Before acting in Academy Award-winning movies, Denzel Washington worked in a barber shop. Washington claims he got his first acting lessons from the shop’s owner. Why? "Because the best liars are in the barber shop,” the actor told Oprah Winfrey.
Before he reached his heartthrob status, Orlando Bloom worked at a shooting range. He was responsible for releasing the clay pigeons used as targets on the range.
The legendary Jimmy Stewart, star of "It’s a Wonderful Life,” held several jobs while still in high school, including painting lines on highways and laying bricks for local construction companies. He also worked as a magician’s assistant for two summers: his first exposure to show biz.
SNL alum and late night host Jimmy Fallon had a decidedly unglamorous first job. The actor and comedian said in an interview with the White House that he started out mopping the floors at a supermarket.
Bill Murray unsurprisingly had some odd jobs (emphasis on the odd) before striking it big.
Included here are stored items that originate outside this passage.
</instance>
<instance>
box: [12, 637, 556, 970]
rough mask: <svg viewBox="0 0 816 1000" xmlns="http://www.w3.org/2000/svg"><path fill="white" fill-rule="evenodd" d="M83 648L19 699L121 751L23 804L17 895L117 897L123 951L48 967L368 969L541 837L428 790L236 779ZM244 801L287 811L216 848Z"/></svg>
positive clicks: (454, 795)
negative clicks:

He described being semi-fired from a Chicago grocery store after a misunderstanding with a customer, but the store kept him on as a chestnut-roaster. Murray freely admits that "No one wants roasted chestnuts. I still don't know how to roast a chestnut."
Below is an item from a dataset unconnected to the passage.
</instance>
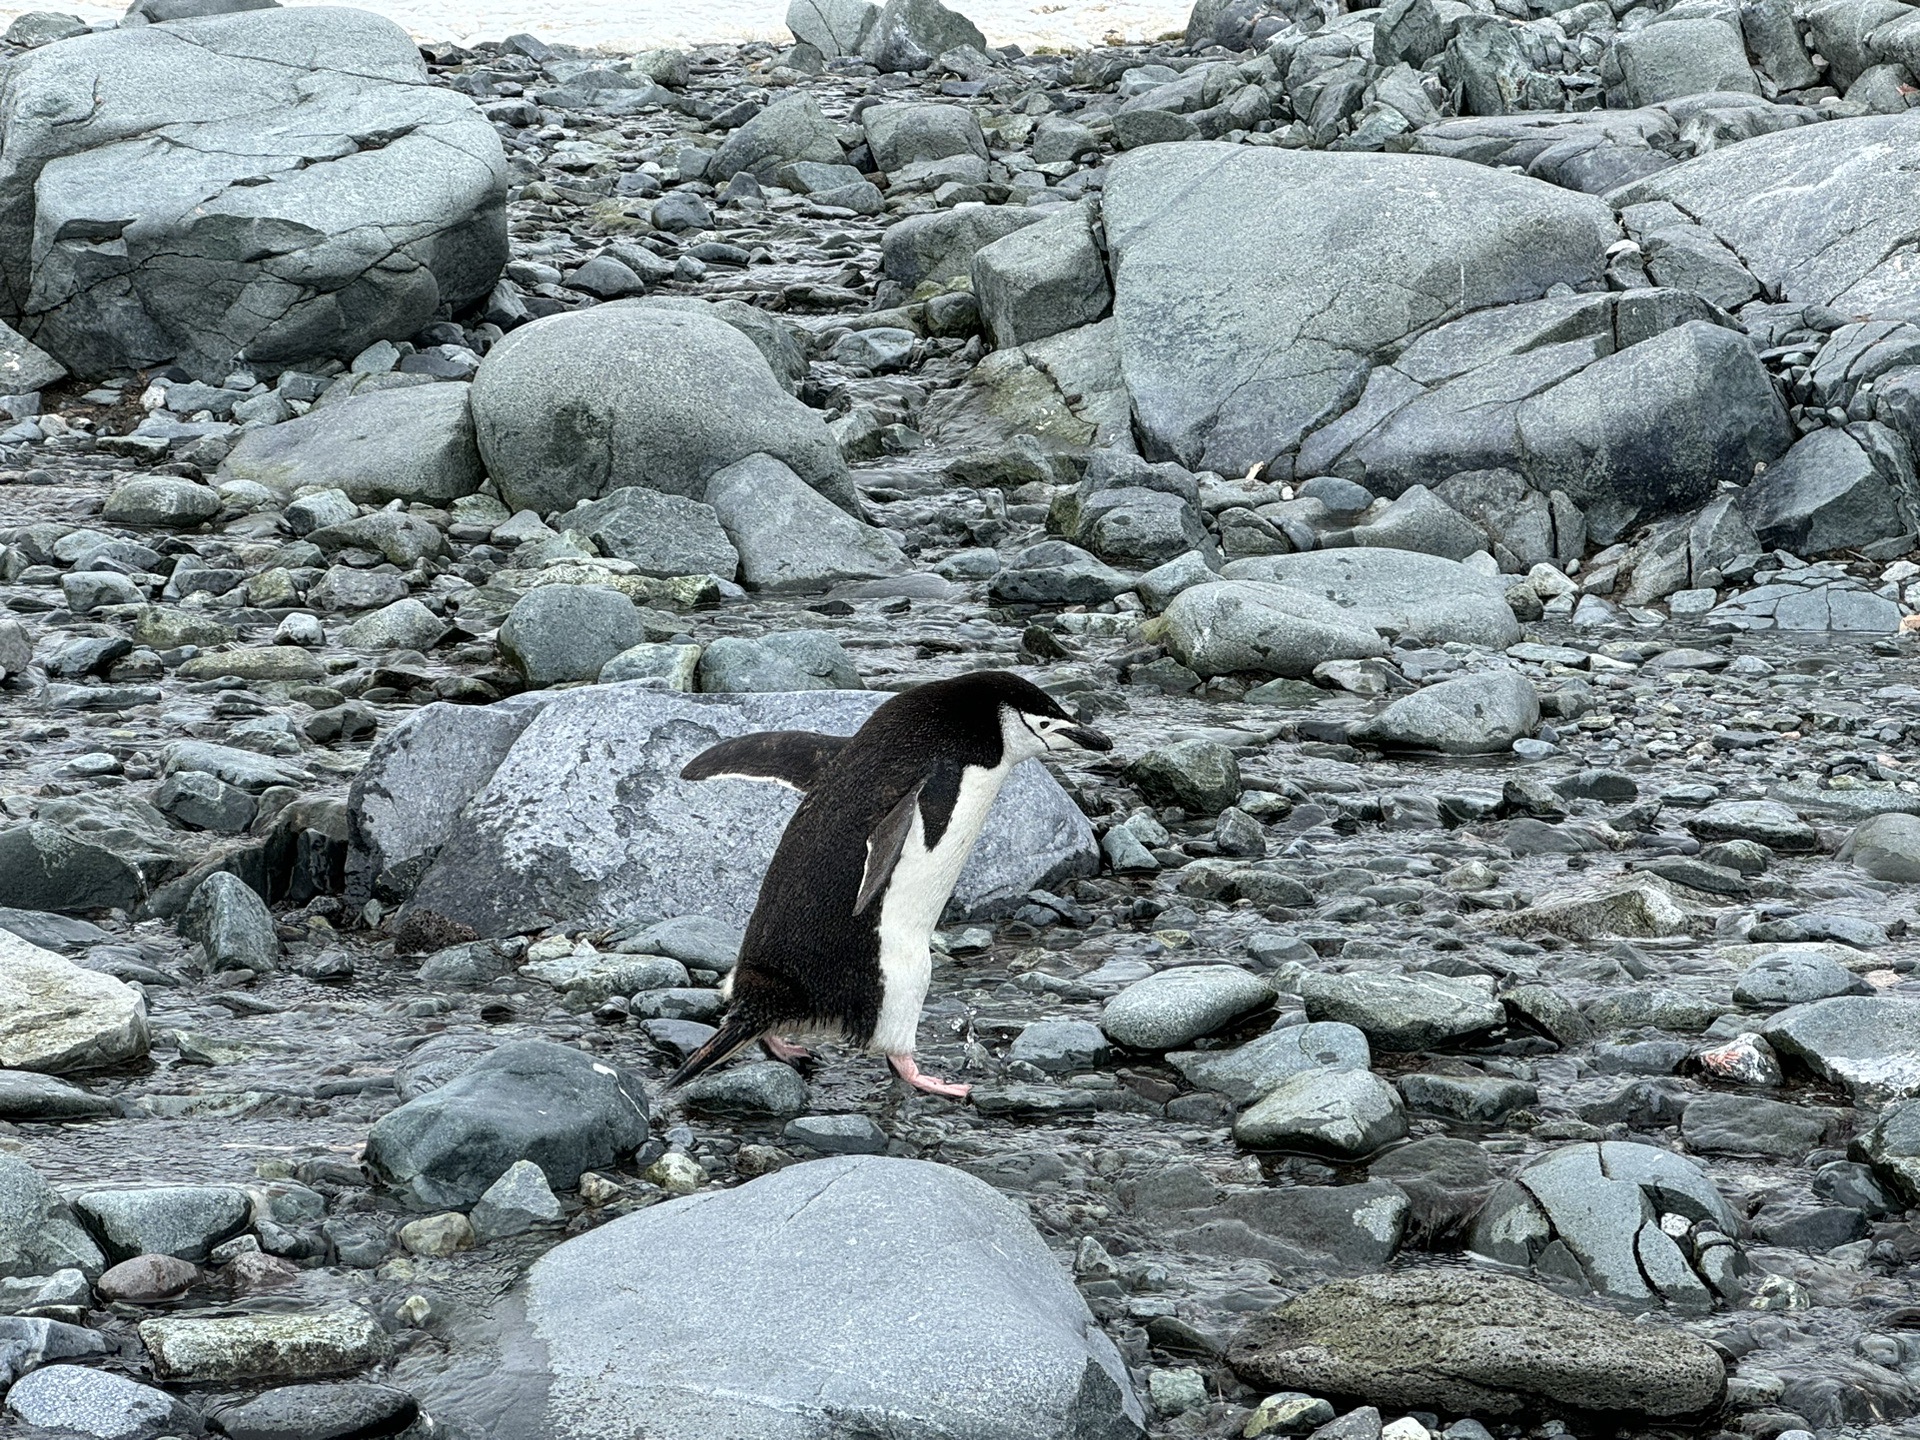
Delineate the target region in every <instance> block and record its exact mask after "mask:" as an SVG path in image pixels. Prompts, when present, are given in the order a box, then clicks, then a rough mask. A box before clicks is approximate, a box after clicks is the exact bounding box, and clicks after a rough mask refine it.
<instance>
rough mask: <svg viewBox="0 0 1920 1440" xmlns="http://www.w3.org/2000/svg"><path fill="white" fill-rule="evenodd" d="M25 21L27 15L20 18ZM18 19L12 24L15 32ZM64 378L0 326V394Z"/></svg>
mask: <svg viewBox="0 0 1920 1440" xmlns="http://www.w3.org/2000/svg"><path fill="white" fill-rule="evenodd" d="M21 19H27V15H21ZM17 27H19V19H17V21H13V27H10V29H17ZM65 378H67V367H65V365H61V363H60V361H56V359H54V357H52V355H48V353H46V351H44V349H40V348H38V346H36V344H33V342H31V340H27V338H25V336H23V334H21V332H19V330H15V328H13V326H10V324H0V394H4V396H31V394H35V392H36V390H46V388H48V386H50V384H58V382H60V380H65Z"/></svg>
Known for his roles in "Gladiator” and "A Beautiful Mind,” Russell Crowe was once Russ le Roq, a nightclub DJ pursuing a music career.
The "Glee” and "Crazy Rich Asians” actor got his start as a backup dancer for various pop acts including Beyonce, Jennifer Lopez, and Mariah Carey. It makes sense, considering his "Glee” character, Mike Chang Jr., had aspirations of becoming a professional dancer.
Not every actor suffered to get to be where they are: Ryan Gosling had his first acting role as a child on "The Mickey Mouse Club” after attending an open audition, and ended up living with Justin Timberlake’s family during his time on the show. That’s show biz, kids!